Reverse-resolve a custom-domain FQDN to its owning lease via
AI agents call lookup_custom_domain_orchestrated to retrieve information from Manifest MCP without modifying anything — typically the context-gathering step in research, monitoring, and reporting workflows, before the agent takes action elsewhere.
The tool performs a DNS reverse-resolution lookup of a custom domain to identify its associated lease. This is a read-only query operation with no side effects on blockchain state, financial systems, or data deletion. The low severity reflects that a misused lookup cannot cause harm beyond information disclosure of domain-to-lease mappings.
From the tool's definition Tool name contains 'lookup' and description uses 'reverse-resolve...to its owning lease', which are read operations that query and retrieve information without modifying state.
Attacks that exploit this kind of access
Reverse-resolve a custom-domain FQDN to its owning lease via. It is categorised as a Read tool in the Manifest MCP MCP Server, which means it retrieves data without modifying state.
Register the Manifest MCP server in PolicyLayer and add a rule for lookup_custom_domain_orchestrated: allow, deny, rate-limit, or require approval. Point your MCP client at the PolicyLayer proxy URL and the rule is enforced on every call, before it reaches Manifest MCP. Nothing to install.
lookup_custom_domain_orchestrated is a Read tool with low risk. Read-only tools are generally safe to allow by default.

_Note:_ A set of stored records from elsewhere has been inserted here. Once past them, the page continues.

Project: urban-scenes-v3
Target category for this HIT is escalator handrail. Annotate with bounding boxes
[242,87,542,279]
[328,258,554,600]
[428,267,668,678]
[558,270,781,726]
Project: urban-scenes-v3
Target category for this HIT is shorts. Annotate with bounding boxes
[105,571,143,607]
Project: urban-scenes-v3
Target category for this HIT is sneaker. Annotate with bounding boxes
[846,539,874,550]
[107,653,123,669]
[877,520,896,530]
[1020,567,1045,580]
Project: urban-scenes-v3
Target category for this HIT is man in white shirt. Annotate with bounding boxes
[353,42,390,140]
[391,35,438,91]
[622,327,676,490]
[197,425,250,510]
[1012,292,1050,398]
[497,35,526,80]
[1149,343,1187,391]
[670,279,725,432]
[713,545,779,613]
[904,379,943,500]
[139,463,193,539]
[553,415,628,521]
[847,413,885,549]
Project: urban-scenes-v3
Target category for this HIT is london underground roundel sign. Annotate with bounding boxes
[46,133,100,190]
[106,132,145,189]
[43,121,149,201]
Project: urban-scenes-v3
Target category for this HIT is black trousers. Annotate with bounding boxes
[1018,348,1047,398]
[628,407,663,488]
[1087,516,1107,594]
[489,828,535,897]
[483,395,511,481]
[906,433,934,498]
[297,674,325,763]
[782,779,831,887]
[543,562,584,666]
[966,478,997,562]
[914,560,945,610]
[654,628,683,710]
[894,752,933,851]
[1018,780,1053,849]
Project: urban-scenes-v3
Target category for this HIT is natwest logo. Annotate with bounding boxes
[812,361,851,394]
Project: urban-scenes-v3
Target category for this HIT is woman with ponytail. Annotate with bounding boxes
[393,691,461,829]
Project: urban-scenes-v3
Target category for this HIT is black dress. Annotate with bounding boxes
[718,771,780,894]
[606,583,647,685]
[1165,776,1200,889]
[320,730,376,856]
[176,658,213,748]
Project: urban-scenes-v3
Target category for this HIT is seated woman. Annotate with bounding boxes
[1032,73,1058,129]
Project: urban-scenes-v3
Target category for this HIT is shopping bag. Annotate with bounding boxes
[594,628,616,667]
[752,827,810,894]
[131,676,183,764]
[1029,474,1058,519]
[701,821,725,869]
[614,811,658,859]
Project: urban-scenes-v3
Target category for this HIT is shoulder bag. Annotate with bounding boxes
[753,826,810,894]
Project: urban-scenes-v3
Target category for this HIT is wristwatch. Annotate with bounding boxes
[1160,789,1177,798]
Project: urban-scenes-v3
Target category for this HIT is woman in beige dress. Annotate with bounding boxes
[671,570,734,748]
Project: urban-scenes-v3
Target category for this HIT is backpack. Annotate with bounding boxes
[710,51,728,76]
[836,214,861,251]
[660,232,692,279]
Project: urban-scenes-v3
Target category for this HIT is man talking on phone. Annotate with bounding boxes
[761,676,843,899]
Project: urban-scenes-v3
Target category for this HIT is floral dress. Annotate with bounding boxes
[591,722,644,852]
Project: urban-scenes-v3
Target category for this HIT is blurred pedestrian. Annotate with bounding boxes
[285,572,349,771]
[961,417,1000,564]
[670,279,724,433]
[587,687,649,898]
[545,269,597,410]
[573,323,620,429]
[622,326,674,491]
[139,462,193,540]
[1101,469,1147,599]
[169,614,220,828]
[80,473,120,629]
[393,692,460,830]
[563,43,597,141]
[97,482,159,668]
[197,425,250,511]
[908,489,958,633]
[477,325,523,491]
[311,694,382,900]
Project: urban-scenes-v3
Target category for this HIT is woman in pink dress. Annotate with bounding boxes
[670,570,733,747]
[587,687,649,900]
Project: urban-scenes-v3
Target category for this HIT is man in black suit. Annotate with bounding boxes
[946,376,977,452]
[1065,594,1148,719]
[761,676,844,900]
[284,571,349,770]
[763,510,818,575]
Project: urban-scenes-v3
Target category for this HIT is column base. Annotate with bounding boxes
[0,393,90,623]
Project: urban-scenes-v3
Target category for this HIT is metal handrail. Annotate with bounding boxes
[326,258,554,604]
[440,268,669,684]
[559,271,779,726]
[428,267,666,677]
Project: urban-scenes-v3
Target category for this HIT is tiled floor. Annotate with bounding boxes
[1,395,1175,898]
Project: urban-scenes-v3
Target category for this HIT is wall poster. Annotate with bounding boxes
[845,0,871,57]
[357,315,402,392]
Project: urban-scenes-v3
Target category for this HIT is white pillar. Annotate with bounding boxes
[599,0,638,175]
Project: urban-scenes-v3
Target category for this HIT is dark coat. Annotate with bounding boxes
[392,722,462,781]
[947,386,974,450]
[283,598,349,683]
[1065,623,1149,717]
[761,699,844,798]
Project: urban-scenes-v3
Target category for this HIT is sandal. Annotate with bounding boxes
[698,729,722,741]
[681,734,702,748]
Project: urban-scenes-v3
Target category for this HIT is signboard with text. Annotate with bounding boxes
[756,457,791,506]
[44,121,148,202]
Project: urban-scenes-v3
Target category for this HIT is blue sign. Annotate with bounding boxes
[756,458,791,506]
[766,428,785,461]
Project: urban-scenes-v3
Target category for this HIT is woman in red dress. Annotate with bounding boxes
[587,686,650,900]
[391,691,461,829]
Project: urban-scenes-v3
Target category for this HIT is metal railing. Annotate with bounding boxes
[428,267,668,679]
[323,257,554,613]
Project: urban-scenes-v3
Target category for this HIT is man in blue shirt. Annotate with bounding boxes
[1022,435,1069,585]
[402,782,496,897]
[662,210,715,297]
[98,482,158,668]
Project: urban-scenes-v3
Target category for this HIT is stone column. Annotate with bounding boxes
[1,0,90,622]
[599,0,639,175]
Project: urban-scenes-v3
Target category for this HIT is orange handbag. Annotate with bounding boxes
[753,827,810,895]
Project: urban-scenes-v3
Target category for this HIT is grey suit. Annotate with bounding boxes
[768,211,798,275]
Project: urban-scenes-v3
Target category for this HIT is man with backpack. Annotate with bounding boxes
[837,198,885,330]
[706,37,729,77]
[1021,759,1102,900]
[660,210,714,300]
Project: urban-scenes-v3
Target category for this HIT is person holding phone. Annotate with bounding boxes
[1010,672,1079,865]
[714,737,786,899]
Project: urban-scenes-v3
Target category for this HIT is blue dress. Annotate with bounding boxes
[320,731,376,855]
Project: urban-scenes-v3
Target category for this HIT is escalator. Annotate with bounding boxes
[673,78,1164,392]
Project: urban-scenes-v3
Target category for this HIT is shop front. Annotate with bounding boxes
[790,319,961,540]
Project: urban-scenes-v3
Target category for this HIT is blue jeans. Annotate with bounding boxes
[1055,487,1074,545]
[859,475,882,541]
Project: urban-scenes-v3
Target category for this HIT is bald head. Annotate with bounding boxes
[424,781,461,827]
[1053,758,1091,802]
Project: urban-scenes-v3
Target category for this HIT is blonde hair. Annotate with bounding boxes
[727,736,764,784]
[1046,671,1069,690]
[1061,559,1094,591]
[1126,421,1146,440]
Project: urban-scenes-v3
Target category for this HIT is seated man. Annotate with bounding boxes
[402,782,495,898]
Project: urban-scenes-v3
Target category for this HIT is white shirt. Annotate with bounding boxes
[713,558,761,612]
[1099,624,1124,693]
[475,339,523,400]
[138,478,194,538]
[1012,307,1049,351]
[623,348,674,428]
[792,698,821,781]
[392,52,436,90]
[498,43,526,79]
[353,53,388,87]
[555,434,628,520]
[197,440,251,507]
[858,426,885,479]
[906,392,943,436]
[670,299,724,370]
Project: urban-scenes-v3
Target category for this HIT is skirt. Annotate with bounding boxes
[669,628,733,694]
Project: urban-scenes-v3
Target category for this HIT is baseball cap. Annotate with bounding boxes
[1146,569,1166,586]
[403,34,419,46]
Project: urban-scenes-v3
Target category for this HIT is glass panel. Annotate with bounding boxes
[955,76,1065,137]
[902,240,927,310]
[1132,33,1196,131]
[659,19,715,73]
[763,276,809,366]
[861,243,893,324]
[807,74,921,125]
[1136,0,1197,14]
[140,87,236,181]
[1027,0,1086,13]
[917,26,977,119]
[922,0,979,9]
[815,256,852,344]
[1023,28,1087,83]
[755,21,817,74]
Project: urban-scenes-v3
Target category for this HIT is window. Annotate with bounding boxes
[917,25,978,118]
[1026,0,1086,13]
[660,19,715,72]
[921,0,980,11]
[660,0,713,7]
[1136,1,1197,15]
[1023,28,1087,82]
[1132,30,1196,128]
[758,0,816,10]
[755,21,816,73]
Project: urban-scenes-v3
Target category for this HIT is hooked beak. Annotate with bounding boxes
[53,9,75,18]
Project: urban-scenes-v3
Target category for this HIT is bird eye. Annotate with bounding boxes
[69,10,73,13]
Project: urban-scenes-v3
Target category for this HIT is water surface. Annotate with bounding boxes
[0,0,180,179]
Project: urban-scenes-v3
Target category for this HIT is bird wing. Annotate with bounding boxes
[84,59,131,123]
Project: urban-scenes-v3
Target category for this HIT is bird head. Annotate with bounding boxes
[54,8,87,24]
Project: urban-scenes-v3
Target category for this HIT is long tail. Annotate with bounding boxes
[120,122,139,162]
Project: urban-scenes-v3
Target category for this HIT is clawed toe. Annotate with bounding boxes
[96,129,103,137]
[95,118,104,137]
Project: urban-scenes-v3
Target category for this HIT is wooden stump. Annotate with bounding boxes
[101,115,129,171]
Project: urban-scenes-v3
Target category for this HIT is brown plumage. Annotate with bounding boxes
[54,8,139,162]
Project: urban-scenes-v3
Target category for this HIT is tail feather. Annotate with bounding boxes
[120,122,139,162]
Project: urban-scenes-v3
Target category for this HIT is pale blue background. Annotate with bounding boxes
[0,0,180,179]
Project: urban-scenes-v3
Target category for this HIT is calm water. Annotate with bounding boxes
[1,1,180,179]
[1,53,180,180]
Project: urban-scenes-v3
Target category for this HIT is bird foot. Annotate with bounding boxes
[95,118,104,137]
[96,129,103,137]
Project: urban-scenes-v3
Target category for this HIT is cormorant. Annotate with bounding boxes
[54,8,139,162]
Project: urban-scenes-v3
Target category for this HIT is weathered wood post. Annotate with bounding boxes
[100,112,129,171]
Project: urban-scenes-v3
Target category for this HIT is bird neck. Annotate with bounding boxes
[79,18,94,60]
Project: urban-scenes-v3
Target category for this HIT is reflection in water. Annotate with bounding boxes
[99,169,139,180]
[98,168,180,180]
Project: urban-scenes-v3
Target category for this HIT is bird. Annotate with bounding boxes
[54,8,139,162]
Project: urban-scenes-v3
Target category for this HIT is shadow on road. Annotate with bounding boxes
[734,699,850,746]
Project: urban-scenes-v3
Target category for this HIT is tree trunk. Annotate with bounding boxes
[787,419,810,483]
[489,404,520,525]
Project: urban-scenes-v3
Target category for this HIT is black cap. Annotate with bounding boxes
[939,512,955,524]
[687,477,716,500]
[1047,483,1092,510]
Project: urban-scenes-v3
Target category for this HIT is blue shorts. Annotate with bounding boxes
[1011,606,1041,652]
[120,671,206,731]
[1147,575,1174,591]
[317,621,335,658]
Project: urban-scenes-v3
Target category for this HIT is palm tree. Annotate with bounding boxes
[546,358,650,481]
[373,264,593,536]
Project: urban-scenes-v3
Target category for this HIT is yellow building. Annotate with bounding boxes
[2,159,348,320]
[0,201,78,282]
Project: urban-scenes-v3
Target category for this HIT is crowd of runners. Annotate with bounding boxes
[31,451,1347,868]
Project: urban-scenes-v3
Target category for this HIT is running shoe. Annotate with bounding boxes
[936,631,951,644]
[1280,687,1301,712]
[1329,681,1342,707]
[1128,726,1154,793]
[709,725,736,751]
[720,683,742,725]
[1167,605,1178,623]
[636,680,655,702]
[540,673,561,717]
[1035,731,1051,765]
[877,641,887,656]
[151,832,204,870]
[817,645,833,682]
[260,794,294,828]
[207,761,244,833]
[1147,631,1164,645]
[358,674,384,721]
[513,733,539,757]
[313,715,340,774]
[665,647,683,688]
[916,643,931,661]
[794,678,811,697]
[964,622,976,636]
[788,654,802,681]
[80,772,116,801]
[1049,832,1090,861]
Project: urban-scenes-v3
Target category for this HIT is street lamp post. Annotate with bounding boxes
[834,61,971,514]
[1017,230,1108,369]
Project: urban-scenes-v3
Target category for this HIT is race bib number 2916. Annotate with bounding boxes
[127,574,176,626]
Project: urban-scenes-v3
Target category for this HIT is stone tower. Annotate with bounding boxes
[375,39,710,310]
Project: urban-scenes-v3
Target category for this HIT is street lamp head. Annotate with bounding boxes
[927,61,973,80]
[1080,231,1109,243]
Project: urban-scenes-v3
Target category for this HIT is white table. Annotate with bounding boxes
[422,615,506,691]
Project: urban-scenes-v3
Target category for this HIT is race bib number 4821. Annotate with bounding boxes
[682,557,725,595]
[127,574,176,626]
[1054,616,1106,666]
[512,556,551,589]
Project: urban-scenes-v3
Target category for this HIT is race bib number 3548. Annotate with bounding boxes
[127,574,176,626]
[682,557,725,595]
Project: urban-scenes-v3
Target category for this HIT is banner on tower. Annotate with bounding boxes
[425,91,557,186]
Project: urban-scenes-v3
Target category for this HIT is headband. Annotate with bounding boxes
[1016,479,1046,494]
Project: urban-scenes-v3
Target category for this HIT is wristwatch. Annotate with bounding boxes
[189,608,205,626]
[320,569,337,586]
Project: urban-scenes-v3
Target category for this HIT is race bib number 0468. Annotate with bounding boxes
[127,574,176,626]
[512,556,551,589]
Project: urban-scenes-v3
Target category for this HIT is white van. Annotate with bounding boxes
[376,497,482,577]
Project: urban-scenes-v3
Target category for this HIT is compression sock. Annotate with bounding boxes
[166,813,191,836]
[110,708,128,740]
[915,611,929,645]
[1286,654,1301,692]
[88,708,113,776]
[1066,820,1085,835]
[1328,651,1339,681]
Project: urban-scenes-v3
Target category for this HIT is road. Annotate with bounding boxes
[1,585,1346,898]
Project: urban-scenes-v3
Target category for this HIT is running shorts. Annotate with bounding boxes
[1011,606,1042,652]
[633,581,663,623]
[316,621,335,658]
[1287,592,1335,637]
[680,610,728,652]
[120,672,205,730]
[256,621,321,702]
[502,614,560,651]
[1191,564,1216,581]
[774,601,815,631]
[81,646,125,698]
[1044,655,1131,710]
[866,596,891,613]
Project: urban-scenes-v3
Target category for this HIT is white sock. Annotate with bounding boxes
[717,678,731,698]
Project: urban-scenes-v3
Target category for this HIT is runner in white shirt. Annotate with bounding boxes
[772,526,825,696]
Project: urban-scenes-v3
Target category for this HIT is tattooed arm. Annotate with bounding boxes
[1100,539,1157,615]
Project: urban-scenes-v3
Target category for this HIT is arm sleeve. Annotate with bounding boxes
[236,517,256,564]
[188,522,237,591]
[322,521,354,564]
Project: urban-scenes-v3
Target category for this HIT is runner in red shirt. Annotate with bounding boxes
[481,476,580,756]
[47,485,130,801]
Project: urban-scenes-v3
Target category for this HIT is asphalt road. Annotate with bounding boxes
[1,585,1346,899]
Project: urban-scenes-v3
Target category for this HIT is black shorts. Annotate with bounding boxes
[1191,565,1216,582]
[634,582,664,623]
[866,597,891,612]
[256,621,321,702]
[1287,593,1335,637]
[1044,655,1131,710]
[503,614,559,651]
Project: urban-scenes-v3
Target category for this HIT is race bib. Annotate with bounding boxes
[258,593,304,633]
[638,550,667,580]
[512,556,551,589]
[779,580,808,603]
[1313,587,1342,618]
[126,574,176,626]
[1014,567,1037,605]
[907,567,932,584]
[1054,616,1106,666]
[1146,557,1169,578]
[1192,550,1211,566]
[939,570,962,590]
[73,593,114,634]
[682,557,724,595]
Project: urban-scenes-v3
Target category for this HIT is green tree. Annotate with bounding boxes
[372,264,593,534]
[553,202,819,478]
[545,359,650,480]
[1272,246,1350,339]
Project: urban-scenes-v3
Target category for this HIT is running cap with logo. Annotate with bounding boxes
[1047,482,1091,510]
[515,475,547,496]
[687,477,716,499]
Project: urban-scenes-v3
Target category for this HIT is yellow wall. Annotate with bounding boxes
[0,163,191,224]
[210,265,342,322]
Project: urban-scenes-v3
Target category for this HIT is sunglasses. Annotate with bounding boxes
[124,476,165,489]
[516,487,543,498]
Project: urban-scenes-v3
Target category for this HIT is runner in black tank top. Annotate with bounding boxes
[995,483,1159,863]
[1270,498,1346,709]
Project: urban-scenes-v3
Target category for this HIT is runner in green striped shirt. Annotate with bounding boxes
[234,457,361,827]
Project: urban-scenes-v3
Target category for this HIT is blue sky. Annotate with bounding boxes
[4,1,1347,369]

Yes. Add a rate_limit block to the lookup_custom_domain_orchestrated rule in your PolicyLayer policy. For example, setting max: 10 and window: 60 limits the tool to 10 calls per minute. Rate limits are tracked per agent session and reset automatically.
Set action: deny in the PolicyLayer policy for lookup_custom_domain_orchestrated. The AI agent will receive a policy violation error and cannot call the tool. You can also include a reason field to explain why the tool is blocked.
lookup_custom_domain_orchestrated is provided by the Manifest MCP server (manifest-network/manifest-mcp-mono). PolicyLayer sits as a proxy in front of this server to enforce policies before tool calls reach the server.
Every MCP server has a record like this.
Type a name, get the same breakdown: verified identity, auth posture, risk grade, capabilities, recommended policy.